Holding on to a 90-89 lead with 6:39 left in the fourth quarter, the Clippers were able to put together a 17-3 run to take a comfortable 15-point lead with less than three minutes to go. The Trail Blazers were able to edge the score closer as the game came to its close, but the lead held to give Los Angeles the victory.
The usual suspects led the way for the Clippers as Blake Griffin ended the game with 27 points and 13 rebounds while Chris Paul also scored 27.
Marreese Speights was effective off the bench, scoring 15 points in as many minutes. He and the other backups were able to establish the first meaningful lead of the game in the first half before holding on to a narrow lead in their second-half run together.
DeAndre Jordan and Mason Plumlee were at each other’s throats for much of the game, including multiple stops in action as referees separated the two. Jordan finished the game with six points and 12 rebounds, seven of which came on the offensive glass. Plumlee finished with 17 points, eight rebounds, and three blocks.
Damian Lillard ended with a double-double, scoring 29 points while pulling in 10 rebounds. Maurice Harkless scored 23 points, while C.J. McCollum put up 16 points.
Thoughts, Ideas, Blurbs, et Cetera
–Last season, the Clippers had a reputation for getting big leads thanks to the core guys (Paul, Griffin, Jordan, Redick) and then watching them disappear once the backups got onto the court. Tonight it was a very different story. Single-game plus/minus statistics shouldn’t be trusted regularly, but sometimes they tell a clear story. This was one of those cases, as no Clippers starter finished the game as a positive while nobody on the bench unit finished as a negative (the starting unit was a collective -37, while the bench was a collective +77).
–Austin Rivers has improved his efficiency every year in the league, and tonight was a good start if he is looking to continue that trend. He finished shooting 4-of-8 from the floor, taking all of his shots either at the rim or from behind the three-point line (he missed his three-point shots, but only one of the looks was bad). He avoided turnovers and low-percentage midrange shots off the dribble, playing within his limits on the offensive end and bringing a sensibility to his decisions without seeming to lose his confidence. He also played aggressive defense both on and off-ball.
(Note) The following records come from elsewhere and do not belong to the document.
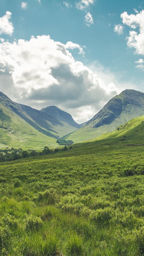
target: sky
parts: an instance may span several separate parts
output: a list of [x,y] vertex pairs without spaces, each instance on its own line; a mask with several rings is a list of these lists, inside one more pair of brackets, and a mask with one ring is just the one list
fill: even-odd
[[18,103],[85,122],[144,92],[144,1],[0,1],[0,91]]

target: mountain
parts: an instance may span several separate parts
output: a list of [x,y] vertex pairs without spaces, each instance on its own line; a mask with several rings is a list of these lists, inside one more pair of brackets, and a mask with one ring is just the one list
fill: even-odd
[[105,145],[144,146],[144,116],[121,125],[114,132],[101,135],[97,138],[96,142]]
[[57,138],[81,127],[56,107],[37,110],[14,102],[0,92],[0,147],[56,147]]
[[49,116],[61,122],[66,123],[71,126],[77,129],[80,128],[83,126],[82,124],[78,124],[76,123],[70,114],[61,110],[55,106],[47,107],[45,109],[43,109],[41,111],[46,112]]
[[76,143],[93,140],[143,115],[144,93],[126,90],[110,100],[85,126],[64,138]]

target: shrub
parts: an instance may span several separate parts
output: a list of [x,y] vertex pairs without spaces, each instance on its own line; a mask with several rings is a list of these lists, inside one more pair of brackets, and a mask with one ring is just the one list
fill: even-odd
[[96,211],[92,211],[90,215],[90,219],[95,222],[102,223],[109,220],[112,216],[113,209],[110,207],[104,209],[98,209]]
[[144,227],[141,227],[139,230],[133,232],[135,240],[138,244],[138,247],[140,255],[144,255]]
[[28,230],[38,230],[43,226],[43,222],[39,217],[30,215],[26,220],[26,228]]
[[4,222],[11,228],[16,228],[18,225],[18,222],[14,216],[5,213],[2,218]]
[[19,179],[18,179],[17,178],[16,178],[15,179],[13,180],[12,181],[13,182],[15,188],[18,188],[21,184],[22,183],[21,181]]
[[3,177],[0,177],[0,183],[3,182],[5,183],[7,181],[6,179],[3,178]]
[[124,228],[131,228],[140,223],[139,219],[135,217],[132,213],[126,210],[124,212],[121,212],[119,210],[116,211],[115,216],[111,220],[111,222],[114,225],[117,223]]
[[0,247],[4,248],[9,240],[11,232],[8,226],[3,227],[0,226]]
[[46,204],[54,204],[57,196],[56,191],[52,188],[43,192],[39,192],[36,199],[38,202]]

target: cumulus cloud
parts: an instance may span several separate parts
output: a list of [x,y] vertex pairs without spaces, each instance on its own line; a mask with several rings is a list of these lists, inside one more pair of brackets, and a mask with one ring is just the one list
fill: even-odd
[[70,49],[71,50],[77,49],[79,51],[79,54],[81,54],[82,55],[84,54],[84,51],[83,48],[77,43],[74,43],[72,42],[69,41],[67,42],[65,45],[65,47],[66,49]]
[[22,2],[21,4],[21,7],[22,9],[25,10],[27,8],[27,3],[26,2]]
[[12,22],[9,21],[11,19],[12,13],[7,11],[5,14],[0,18],[0,35],[6,34],[11,36],[14,28]]
[[120,24],[115,25],[114,28],[114,31],[118,35],[121,35],[123,33],[123,27]]
[[135,63],[137,64],[135,67],[137,68],[139,68],[144,71],[144,61],[142,59],[139,59],[138,61],[135,61]]
[[139,13],[139,11],[136,9],[135,9],[135,8],[134,8],[133,9],[136,13]]
[[87,12],[84,17],[84,20],[86,23],[86,25],[89,27],[91,25],[94,24],[94,20],[92,15],[91,13],[88,12]]
[[144,10],[136,14],[130,15],[124,12],[121,17],[123,24],[131,29],[129,36],[127,38],[127,45],[130,48],[134,48],[135,54],[144,55]]
[[[92,117],[120,90],[114,81],[105,82],[102,75],[76,61],[68,50],[76,48],[80,51],[82,47],[48,35],[1,42],[0,89],[4,83],[8,96],[13,92],[15,101],[20,98],[21,103],[37,108],[55,105],[81,121]],[[82,108],[83,116],[77,113]]]
[[67,8],[70,8],[70,7],[72,7],[72,5],[71,5],[69,3],[67,2],[66,2],[65,1],[64,1],[63,2],[63,4],[66,6],[66,7]]
[[144,63],[144,61],[142,59],[139,59],[139,61],[135,61],[135,63],[139,63],[139,64],[141,64],[142,63]]
[[76,3],[76,7],[77,9],[83,10],[88,7],[90,4],[93,4],[94,0],[81,0]]

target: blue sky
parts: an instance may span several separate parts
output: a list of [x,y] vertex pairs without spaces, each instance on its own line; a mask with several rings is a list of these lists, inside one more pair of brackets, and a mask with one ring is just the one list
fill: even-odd
[[[24,88],[20,86],[20,99],[18,96],[19,92],[18,85],[15,85],[16,82],[12,76],[12,72],[11,73],[9,71],[9,73],[6,68],[5,74],[3,72],[1,74],[3,76],[2,80],[5,81],[3,79],[5,76],[4,79],[5,81],[6,80],[6,82],[8,83],[9,79],[10,84],[12,83],[14,88],[16,88],[14,93],[12,85],[9,85],[11,88],[9,93],[11,95],[8,95],[9,97],[11,95],[11,98],[13,99],[31,105],[37,108],[46,106],[47,104],[57,105],[70,112],[75,119],[80,122],[92,117],[93,114],[95,113],[95,112],[99,110],[105,103],[123,89],[134,88],[144,92],[144,66],[143,67],[142,61],[140,61],[140,64],[135,63],[139,59],[143,60],[143,52],[142,50],[141,51],[139,48],[138,50],[136,46],[135,48],[131,47],[129,44],[129,45],[128,45],[128,40],[126,39],[127,37],[129,36],[130,31],[134,30],[132,27],[132,25],[130,26],[128,25],[128,19],[129,21],[131,19],[130,15],[132,14],[136,17],[138,13],[141,13],[144,8],[143,1],[91,0],[91,2],[90,0],[90,2],[88,2],[89,0],[66,0],[65,1],[61,0],[41,0],[40,1],[40,0],[27,0],[24,2],[26,4],[25,9],[22,8],[22,2],[19,0],[1,0],[0,17],[3,16],[7,11],[10,12],[12,14],[9,20],[12,23],[13,32],[11,35],[1,33],[0,37],[4,39],[5,42],[8,40],[10,43],[12,44],[14,41],[17,42],[19,39],[29,41],[32,36],[36,38],[38,35],[48,35],[54,41],[60,42],[64,45],[68,41],[77,43],[83,48],[84,54],[78,54],[77,47],[75,47],[74,50],[71,47],[69,50],[72,54],[75,61],[81,62],[94,74],[95,73],[104,83],[107,83],[106,80],[107,79],[108,80],[108,83],[114,84],[116,89],[113,89],[111,92],[108,92],[107,91],[107,95],[104,98],[102,97],[101,101],[98,99],[103,95],[102,92],[99,92],[98,96],[98,92],[96,91],[96,94],[98,94],[95,99],[97,103],[96,104],[97,102],[95,102],[93,99],[91,104],[90,101],[85,103],[83,102],[85,99],[84,96],[83,101],[81,99],[77,97],[74,99],[74,95],[72,104],[72,99],[69,100],[67,100],[66,94],[65,101],[64,97],[62,95],[60,96],[61,100],[58,99],[57,97],[56,99],[53,96],[51,99],[47,99],[45,97],[46,92],[46,86],[44,88],[39,87],[38,90],[37,88],[36,90],[36,88],[33,88],[31,89],[30,92],[29,89],[28,93],[24,90],[25,88]],[[88,3],[87,5],[86,5],[86,2]],[[78,9],[77,5],[77,8],[76,5],[78,3],[83,7],[81,9],[80,8]],[[121,18],[121,15],[125,12],[127,12],[129,16],[125,23],[124,19],[123,22]],[[93,22],[91,24],[89,23],[87,25],[85,20],[87,13],[91,16]],[[144,17],[141,16],[142,22]],[[124,15],[123,17],[123,19],[125,19],[125,15]],[[118,25],[122,26],[122,31],[119,30],[115,32],[115,26]],[[139,26],[137,25],[134,29],[138,33],[139,29]],[[136,53],[135,53],[135,51]],[[139,67],[136,67],[138,66]],[[6,77],[6,74],[8,75]],[[15,77],[15,74],[13,74],[13,76]],[[63,81],[62,78],[60,82],[58,78],[59,75],[57,74],[55,75],[55,78],[61,83],[61,81]],[[64,75],[65,78],[65,74]],[[67,77],[68,80],[68,76]],[[42,83],[43,81],[42,80]],[[68,81],[70,83],[69,81]],[[91,83],[90,81],[90,84]],[[105,84],[106,86],[107,85]],[[95,86],[91,86],[93,88]],[[0,89],[9,95],[8,88],[8,85],[5,88],[2,85]],[[55,89],[56,92],[56,87]],[[83,90],[82,85],[81,90]],[[89,90],[88,88],[88,91]],[[16,92],[17,90],[17,92]],[[43,94],[42,92],[43,91]],[[54,89],[53,91],[54,94]],[[80,94],[80,91],[79,91]],[[52,92],[51,91],[51,94]],[[49,94],[49,92],[48,91],[47,93]],[[86,92],[85,94],[86,93]],[[43,96],[43,94],[45,97]],[[38,95],[40,95],[41,98],[38,97]],[[77,100],[81,102],[79,105],[76,104]]]

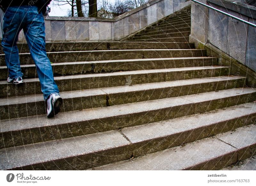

He first took the court next to Los Angeles’ core-four and it was by all appearances a good fit. Could the Clippers most maligned player have finally turned the corner?
–The Clippers likely have mixed feelings about how they defended Lillard. On one hand, he is a good shooter that hits tough shots. His three-point looks fell into this category, and there’s only so much a team can do to stop that. On the other hand, he had much too easy a time getting easy looks at the rim. If Jordan is going to try to contend for defensive player of the year, he’s going to have to be able to step up and contest in more of these situations, whether he is defending the pick and roll or lingering on the weak side. It’s not as if he never got in front of the rim, but the more the merrier.
–This is your regular reminder that Jordan’s terrible free throw shooting is often a problem that manifests itself late in close games.
–Raymond Felton always gets a hearty jeering when he takes the court in Portland. Why? Well, if you ask Kevin Harlan: “They’re booing Felton because when he came here they thought he was fat.”